Minnesota!
Shoeless in Minnesota
- Joined
- Sep 15, 1999
- Messages
- 14,237
What's most important to your child? What kind of environment would he thrive in? What classes and activities are offered that he would join? Trying to figure out which school is "the best" school is maddening. You only have to find the best school fit for your individual child. What's great for some, isn't a good fit for others. One of my children went to a few small charter schools which suited her needs very well. At one point we tried a large public high school for her and she was overwhelmed, like trying to fit a square peg in a round whole.
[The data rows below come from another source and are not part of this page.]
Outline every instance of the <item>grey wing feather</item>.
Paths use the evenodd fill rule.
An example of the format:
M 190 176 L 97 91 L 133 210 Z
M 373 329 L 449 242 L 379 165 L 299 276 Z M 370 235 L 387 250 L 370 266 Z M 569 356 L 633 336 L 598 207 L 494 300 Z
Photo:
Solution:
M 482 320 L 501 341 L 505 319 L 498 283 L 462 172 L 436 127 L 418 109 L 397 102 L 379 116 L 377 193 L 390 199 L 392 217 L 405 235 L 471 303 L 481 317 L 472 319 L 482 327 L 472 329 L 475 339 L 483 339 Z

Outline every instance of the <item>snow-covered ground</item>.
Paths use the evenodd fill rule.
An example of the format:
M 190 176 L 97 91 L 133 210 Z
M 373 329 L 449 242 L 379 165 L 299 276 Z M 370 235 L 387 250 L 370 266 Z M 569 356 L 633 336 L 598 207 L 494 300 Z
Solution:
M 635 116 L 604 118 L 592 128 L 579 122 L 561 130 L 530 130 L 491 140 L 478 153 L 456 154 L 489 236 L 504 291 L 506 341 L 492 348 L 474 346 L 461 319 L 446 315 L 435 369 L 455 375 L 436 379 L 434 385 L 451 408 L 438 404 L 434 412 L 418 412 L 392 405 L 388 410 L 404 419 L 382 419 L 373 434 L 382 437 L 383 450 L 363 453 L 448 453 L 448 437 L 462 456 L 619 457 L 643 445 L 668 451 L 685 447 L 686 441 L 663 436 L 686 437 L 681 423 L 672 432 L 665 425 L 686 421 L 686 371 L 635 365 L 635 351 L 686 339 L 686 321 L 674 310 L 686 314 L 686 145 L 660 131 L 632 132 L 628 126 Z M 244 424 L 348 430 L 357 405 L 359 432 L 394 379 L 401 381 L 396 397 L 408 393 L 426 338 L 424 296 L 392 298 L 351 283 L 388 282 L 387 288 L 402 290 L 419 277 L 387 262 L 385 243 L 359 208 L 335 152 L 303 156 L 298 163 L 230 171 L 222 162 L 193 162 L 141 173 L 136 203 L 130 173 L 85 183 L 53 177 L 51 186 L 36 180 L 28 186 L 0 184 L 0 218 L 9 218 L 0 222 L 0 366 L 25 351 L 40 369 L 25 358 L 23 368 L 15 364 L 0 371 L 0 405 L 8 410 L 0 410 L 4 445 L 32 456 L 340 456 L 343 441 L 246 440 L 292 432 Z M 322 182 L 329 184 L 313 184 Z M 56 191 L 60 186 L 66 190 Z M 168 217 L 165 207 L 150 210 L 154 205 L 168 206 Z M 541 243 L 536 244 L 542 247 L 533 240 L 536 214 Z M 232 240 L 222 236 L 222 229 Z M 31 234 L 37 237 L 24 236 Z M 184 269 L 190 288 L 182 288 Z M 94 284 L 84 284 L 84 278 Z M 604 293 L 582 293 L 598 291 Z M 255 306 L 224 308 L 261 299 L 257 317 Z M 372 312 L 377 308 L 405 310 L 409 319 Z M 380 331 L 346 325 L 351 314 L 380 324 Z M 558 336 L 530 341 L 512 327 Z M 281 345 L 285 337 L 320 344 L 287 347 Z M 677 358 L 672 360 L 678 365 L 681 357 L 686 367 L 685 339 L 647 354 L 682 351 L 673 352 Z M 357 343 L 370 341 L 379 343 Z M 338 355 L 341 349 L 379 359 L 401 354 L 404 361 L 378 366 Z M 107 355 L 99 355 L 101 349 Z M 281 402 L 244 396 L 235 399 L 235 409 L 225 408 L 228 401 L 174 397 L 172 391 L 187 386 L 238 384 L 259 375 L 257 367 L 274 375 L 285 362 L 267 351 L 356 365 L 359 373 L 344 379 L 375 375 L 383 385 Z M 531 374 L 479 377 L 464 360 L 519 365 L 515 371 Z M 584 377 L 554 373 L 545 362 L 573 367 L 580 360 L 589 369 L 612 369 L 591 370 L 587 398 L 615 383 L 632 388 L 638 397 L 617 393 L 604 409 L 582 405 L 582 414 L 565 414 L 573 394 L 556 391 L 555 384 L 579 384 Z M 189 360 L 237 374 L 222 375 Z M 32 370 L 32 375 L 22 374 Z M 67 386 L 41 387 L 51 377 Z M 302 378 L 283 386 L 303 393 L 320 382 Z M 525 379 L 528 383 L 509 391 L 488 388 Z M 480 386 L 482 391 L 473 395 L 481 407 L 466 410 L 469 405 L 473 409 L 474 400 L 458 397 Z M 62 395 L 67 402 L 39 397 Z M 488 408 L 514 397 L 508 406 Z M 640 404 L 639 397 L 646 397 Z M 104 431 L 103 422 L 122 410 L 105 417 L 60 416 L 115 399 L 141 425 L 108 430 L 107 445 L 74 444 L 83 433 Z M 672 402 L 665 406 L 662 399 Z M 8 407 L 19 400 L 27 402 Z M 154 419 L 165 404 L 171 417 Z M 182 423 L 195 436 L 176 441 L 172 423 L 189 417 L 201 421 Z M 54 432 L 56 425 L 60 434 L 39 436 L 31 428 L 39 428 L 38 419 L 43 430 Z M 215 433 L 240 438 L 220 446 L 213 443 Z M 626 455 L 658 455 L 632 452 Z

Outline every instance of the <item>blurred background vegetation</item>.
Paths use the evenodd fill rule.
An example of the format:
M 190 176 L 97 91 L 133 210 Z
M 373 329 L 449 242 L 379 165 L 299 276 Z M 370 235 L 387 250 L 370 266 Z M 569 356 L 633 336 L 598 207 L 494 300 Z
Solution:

We wanted it to work, but it was a disaster until she got back into a smaller environment more tailored to her learning needs.
Our younger daughter is the complete opposite. She loves the big city public school. She's had a ton of class options to choose, and she is getting great grades, plus she enjoys playing on the volleyball team. The large size doesn't bother her at all. She has a diverse friend group, and she loves going many of the sports games and activities. A lot of people don't consider her city school a "good" school, when you look at test scores and data and compare them to suburbs or privates. But in a school that large, there is a definite segment of AP and IB classes and sizable group of college-bound peers. We just came back from her conferences, and we were impressed with all of her teachers as well.
Very wise advice...thank you! My kids are opposite as you can get, so it has been a challenge to maintain them in some sort of "sameness" for the ease of it. However, this is where it will all change.
I am definitely going to look at what offers what he needs, at a school where he will be starting clean, and pick the best from that. It is so simple - I am not sure why I didn't come to that conclusion, ha!! Hard to see when you are in the thick of it - I have spent quite a few years regretting schooling choices I have made for him up to this point, so the fear of choosing wrong again is strong, I admit. I need him to be somewhere that nobody knows the torment he has gone through, where he can be amongst A LOT of kids, in the hopes of finding someone he can call a friend, and has the opportunities - social, academic, physical - that he deserves.